Tropical Gift par Christian Lutz

Les images des marées noires sont trop nombreuses pour que chacun d’entre nous n’ait pas au moins une d’elles en souvenir. En effet, du naufrage du Torrey Canyon (1967) à celui de l’Amoco Cadiz (1978) en passant par ceux de l’Exxon Valdez (1989), de l’Erika (1999), du Prestige (2002) ou encore du vraquier Wakashio (2020), chaque décennie du demi-siècle passé n’a pas manqué de rappeler aux générations successives à quel point le pétrole pouvait pourrir l’environnement et, comme le montraient à chaque fois les médias, le laisser sans couleur.

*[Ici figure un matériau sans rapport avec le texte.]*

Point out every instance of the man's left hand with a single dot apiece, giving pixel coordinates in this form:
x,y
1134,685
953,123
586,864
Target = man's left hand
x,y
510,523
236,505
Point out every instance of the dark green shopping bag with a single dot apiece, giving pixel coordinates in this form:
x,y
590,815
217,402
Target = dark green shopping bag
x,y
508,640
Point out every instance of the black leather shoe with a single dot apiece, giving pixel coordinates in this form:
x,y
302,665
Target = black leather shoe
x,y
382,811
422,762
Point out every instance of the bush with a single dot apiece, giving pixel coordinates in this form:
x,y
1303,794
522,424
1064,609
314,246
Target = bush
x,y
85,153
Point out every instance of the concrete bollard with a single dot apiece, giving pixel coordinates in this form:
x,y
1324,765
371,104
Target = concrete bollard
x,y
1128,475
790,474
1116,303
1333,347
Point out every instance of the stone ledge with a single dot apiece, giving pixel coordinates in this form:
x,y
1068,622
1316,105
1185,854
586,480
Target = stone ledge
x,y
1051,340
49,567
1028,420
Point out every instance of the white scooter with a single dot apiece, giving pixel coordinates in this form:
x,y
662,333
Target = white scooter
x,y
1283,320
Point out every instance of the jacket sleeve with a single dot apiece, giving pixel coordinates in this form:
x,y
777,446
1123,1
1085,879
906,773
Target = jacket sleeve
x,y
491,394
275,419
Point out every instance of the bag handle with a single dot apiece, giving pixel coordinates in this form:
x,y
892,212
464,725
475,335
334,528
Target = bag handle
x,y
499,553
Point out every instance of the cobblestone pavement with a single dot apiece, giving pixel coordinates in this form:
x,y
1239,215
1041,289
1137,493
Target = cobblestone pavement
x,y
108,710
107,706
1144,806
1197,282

On ne s’étonnera donc pas que Tropical Gift, l’essai visuel de Christian Lutz à propos de l’industrie pétrolière et gazière du Nigeria, ne déroule son récit que dans des photographies en demi-teintes, Privées de la gaieté des rouges vifs et des jaunes acidulés, ses images nous font ressentir d’emblée l’horreur des millions de barils de brut qui se sont déversés dans le delta du Niger depuis les années 1950. Cependant, si par leur esthétique elles suggèrent finement la destruction de l’environnement naturel, par ce qu’elles nous montrent elles font aussi le constat de la décomposition sociale. Et à l’évidence, toutes ensemble ces photos aux ambiances lourdes nous font surtout comprendre que le scandale permanent de l’exploitation avide du sous-sol de ce pays se double d’une cynique indifférence à l’égard de sa population.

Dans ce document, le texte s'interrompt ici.